Der Meister
Rizzoli warf einen Blick auf die Tickets und fand den Tourneeplan, den die Agentur der Ghents arrangiert hatte.
»Sie sollten morgen weiterfliegen«, sagte sie. »Die nächste Station wäre Memphis gewesen.«
»Wie schade«, meinte Korsak. »Graceland haben sie nicht mehr zu sehen bekommen.«
Sie saß mit Korsak in dessen Wagen. Er hatte die Fenster heruntergedreht und sich eine Zigarette angezündet. Nachdem er tief inhaliert hatte, stieß er einen Seufzer der Erleichterung aus, als der giftige Tabakrauch seine magische Wirkung in seinen Lungen zu entfalten begann. Er schien ruhiger und konzentrierter als bei seinem Eintreffen drei Stunden zuvor. Der Nikotinschub hatte offenbar seinen Verstand geschärft. Oder vielleicht hatte die Wirkung des Alkohols endlich nachgelassen.
»Haben Sie irgendwelche Zweifel, dass es sich um unseren Burschen handelt?«, fragte er.
»Nein.«
»Das Crimescope konnte keine Spermaspuren entdecken.«
»Vielleicht hat er diesmal besser aufgepasst.«
»Oder er hat sie nicht vergewaltigt«, meinte Korsak. »Und deshalb hat er auch keine Teetasse gebraucht.«
Der Rauch stieg ihr in die Nase. Sie drehte den Kopf zum offenen Fenster hin und wedelte die Schwaden mit der Hand weg. »Ein Mord folgt keinem festen Drehbuch«, sagte sie. »Jedes Opfer reagiert anders. Das ist ein Zweipersonenstück, Korsak. Der Mörder und das Opfer – jeder der beiden kann den Ausgang beeinflussen. Dr. Yeager war viel größer und kräftiger als Alexander Ghent. Vielleicht war sich unser Täter nicht so sicher, ob er Yeager körperlich gewachsen wäre, und hat deshalb das Porzellan als Warnsignal benutzt. Bei Ghent hat er das nicht für nötig gehalten.«
»Ich weiß nicht.« Korsak schnippte die Asche aus dem Fenster. »Die Sache mit der Teetasse ist schon ziemlich verrückt. Das ist so was wie sein Markenzeichen. Ich glaube kaum, dass er das einfach weglassen würde.«
»Alles andere war identisch«, stellte sie fest. »Wohlhabendes Paar. Der Mann gefesselt und als Zuschauer ins Wohnzimmer gesetzt. Die Frau entführt.«
Sie verstummten, während beiden gewiss ein und derselbe düstere Gedanke durch den Kopf ging. Die Frau. Was hat er mit Karenna Ghent gemacht!

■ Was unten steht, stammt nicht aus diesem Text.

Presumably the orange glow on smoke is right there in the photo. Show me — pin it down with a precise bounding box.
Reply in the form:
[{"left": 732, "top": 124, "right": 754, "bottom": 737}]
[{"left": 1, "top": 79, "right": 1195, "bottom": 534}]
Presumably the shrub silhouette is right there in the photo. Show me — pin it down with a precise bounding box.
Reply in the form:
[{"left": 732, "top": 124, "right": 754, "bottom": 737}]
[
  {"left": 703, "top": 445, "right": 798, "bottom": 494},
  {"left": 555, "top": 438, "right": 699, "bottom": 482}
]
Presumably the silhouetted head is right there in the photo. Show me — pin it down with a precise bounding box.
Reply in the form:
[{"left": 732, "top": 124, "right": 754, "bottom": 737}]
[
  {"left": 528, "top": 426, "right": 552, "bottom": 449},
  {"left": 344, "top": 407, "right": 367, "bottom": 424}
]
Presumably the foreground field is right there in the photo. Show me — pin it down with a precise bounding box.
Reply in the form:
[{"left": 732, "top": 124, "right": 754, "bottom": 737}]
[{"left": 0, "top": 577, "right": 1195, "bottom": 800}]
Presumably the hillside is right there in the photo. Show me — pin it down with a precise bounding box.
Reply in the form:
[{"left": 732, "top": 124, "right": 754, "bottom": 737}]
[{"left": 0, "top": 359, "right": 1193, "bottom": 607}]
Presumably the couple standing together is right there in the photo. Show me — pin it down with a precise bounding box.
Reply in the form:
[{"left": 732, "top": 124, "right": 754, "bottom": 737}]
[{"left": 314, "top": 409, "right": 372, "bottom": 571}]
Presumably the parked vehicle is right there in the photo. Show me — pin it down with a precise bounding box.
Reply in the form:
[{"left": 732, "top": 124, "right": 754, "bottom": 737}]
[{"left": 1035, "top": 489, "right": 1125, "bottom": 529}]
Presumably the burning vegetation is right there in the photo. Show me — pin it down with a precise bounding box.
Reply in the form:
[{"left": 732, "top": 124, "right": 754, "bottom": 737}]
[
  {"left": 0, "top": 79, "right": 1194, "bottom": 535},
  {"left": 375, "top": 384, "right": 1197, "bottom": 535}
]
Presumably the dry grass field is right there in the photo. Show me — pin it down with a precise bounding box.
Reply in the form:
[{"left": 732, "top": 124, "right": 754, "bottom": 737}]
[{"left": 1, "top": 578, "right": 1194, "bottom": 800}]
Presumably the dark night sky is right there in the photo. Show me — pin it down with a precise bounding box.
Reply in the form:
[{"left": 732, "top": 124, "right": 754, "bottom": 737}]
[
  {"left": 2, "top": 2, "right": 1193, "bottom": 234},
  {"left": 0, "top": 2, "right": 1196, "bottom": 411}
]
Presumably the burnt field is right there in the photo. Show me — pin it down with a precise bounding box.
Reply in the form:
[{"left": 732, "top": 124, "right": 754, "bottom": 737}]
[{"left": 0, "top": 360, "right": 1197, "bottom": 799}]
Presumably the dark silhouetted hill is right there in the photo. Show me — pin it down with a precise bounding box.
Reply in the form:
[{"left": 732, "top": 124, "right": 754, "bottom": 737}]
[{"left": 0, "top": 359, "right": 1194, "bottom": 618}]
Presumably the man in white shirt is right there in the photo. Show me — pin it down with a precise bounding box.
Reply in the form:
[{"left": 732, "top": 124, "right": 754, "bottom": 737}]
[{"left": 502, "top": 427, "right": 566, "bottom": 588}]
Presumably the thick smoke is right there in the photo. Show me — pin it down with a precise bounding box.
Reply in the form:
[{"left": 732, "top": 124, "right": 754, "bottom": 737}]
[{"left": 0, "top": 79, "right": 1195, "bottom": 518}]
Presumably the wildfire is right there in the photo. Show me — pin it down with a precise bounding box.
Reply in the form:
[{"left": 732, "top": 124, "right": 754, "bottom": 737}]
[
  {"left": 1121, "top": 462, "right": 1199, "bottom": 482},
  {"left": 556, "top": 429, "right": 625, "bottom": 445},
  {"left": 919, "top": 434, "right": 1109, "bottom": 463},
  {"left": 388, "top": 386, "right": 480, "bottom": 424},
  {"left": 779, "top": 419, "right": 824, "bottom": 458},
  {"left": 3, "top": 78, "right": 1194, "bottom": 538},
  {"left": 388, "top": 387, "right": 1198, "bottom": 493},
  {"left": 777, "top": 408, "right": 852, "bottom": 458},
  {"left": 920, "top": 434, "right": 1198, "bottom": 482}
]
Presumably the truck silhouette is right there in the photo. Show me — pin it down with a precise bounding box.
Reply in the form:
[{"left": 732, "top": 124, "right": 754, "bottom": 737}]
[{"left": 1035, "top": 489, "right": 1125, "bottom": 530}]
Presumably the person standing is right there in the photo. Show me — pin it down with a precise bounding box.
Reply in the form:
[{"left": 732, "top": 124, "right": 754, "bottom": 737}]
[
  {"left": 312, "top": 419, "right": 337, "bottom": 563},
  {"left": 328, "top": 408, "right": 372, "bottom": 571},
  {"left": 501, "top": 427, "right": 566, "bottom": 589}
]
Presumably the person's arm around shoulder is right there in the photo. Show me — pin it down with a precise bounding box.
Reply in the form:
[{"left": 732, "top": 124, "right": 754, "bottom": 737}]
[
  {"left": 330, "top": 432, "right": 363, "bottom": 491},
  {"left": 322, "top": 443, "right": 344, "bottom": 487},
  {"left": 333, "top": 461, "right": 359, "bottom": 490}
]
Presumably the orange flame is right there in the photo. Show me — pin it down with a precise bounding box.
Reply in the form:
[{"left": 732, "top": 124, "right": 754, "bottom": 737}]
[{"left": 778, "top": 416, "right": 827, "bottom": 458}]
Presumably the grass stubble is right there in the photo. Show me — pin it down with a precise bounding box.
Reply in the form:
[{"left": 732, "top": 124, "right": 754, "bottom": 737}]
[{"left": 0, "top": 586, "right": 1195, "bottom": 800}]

Rizzoli glaubte die Antwort schon zu kennen. Obwohl Karennas Foto bald über die Fernsehbildschirme der ganzen Stadt flimmern und die Öffentlichkeit zur Mitarbeit aufgerufen würde, obwohl das Boston P. D. unverzüglich jedem Anruf nachgehen würde, jedem Hinweis auf eine dunkelhaarige Frau, war sich Rizzoli dennoch jetzt schon sicher, was dabei herauskommen würde. Sie konnte es fühlen – wie einen kalten Klumpen in ihrem Magen. Karenna Ghent war tot.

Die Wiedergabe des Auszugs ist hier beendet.